La mise à jour de la tricherie de Lance Armstrong lors du Tour de France 1999, première victoire à partir de laquelle il a fondé sa domination sur le cyclisme, est un rude coup, un de plus, porté à ce sport plus que centenaire, magnifique, aujourd'hui totalement décrédibilisé. Après le séisme de 1998, ce qui était présenté comme le plus grand exploit du sport, la victoire d'un survivant du cancer, s'avère être l'arnaque du siècle sans que personne ne soit vraiment surpris.
Frederic Waringuez
Les relations entre Leblanc et Armstrong virent à l'orageux...Depuis 1998 et le séisme de l'affaire Festina qui a révélé la réalité d'un cyclisme gangrené par le dopage, la suspicion accompagne le peloton 365 jours par an. Les contrôles anti-dopage de plus en plus performants, voire les interventions policières, apportent régulièrement des preuves qui démontrent que le dopage est encore largement ancré dans le cyclisme. Ces dernières semaines, Dario Frigo et Fabrizio Guidi ont été épinglés. La routine... Le cas Armstrong sort de l'ordinaire sur le fond et sur la forme. Sur le fond parce que l'Américain est un champion au palmarès hors-normes et sur la forme parce que, si les preuves apportées par L'Equipe semblent irréfutables, elles sont de nature à être contestées, ce que le Texan ne se prive pas de faire.
Plus que la mise en évidence d'un énième cas de dopage, c'est le mythe que l'Américain a bâti sur son histoire personnelle hors du commun qui est remis aujourd'hui en cause. Non, l'homme qui a survécu au cancer, n'a pas, deux ans plus tard, remporté le Tour de France par la seule force de son caractère et grâce à sa fréquence de pédalage. A l'époque, l'exploit du Texan avait suscité beaucoup d'interrogations alors que l'on courait sur les ruines de 1998. Le Tour qui, un an auparavant, était au bord du gouffre, s'était alors emparé du joli conte de fées comme une aubaine.
Non-dits et suspicions
C'était inespéré en effet, alors que l'ambiance entre coureurs et journalistes était détestable, de disposer d'une si belle histoire pour oublier les vilains moutons noirs de Festina. Et Jean-Marie Leblanc, qui continue de faire rire par son angélisme et sa naïveté, lui qui se trouve au plus près de la chose cycliste et qui fut coureur lui-même, a beau jeu aujourd'hui de réclamer des comptes à l'Américain qu'il avait accueilli à bras ouverts, comme un soldat abandonné accueille la cavalerie venue sauver une situation perdue.
Depuis l'affaire Festina, le cyclisme est en effet devenu un jeu de dupes. La suspicion généralisée fait face à l'omerta légendaire du peloton, à peine moins opaque aujourd'hui qu'en 1998. Les anciens champions jouent la solidarité avec ceux d'aujourd'hui faisant mine de préférer regarder vers l'avenir quand on leur propose de s'intéresser à un passé récent effectivement pas tout rose. Laurent Fignon, si admirable autrefois sur son vélo, se scandalise aujourd'hui qu'on ose revenir six ans en arrière comme si son propre honneur était en jeu. Qu'y a-t-il de si gênant à traquer le dopage ? Pourquoi faudrait-il s'en accommoder ? Les tenants du politiquement correct s'offusquent ainsi qu'on puisse ne pas se satisfaire de la vérité officielle, celle délivrée par l'UCI à travers les contrôles réalisés, sans doute nombreux, mais encore loin d'être totalement efficaces.

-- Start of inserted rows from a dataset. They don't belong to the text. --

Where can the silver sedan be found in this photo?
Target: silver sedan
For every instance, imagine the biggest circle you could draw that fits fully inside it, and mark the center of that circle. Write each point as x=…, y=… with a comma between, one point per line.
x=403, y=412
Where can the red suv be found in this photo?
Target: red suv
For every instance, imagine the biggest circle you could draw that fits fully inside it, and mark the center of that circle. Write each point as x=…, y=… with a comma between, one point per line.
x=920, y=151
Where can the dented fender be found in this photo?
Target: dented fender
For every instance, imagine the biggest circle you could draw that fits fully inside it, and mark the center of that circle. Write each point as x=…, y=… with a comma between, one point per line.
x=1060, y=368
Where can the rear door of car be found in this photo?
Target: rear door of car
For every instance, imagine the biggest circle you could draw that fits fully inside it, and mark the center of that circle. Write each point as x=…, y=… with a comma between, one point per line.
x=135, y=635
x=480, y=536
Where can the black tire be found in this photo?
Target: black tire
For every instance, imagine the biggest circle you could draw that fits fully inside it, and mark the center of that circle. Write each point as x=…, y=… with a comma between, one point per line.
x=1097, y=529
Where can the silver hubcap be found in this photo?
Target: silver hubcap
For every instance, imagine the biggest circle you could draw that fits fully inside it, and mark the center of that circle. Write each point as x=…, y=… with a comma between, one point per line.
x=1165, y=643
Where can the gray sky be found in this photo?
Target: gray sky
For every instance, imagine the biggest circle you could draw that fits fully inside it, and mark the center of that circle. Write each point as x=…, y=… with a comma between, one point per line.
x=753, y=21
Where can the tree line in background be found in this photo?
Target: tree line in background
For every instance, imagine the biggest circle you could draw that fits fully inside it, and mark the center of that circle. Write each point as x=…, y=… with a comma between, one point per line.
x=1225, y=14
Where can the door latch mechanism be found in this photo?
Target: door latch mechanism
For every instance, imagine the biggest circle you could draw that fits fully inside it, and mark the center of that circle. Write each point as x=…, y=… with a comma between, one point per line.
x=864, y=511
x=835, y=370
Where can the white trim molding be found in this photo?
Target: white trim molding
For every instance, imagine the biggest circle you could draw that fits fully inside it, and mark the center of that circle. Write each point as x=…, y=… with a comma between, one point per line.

Ce sont encore ces anciens, de Laurent Fignon à Laurent Jalabert, qui lors du dernier Tour de France, n'ont cessé de critiquer les coureurs, effarés par leur propre incapacité à suivre le rythme, qui parlaient d'un cyclisme à deux vitesses, préférant mettre l'absence de résultats des Français sur le compte d'un manque de travail... L'affaire Armstrong démontre aujourd'hui que les dopés, en 1999, sont encore passés entre les mailles du filet. Les cyniques, dénoncés dans un discours par l'Américain en conclusion de sa carrière après l'arrivée sur les Champs-Elysées en juillet dernier, persistent à penser que, malgré tous les progrès de la lutte anti-dopage, les mailles sont encore trop larges et que les tricheurs continuent de s'y engouffrer joyeusement, au point que la compétition cycliste, malheureusement, laisse encore trop souvent le goût d'une vaste supercherie.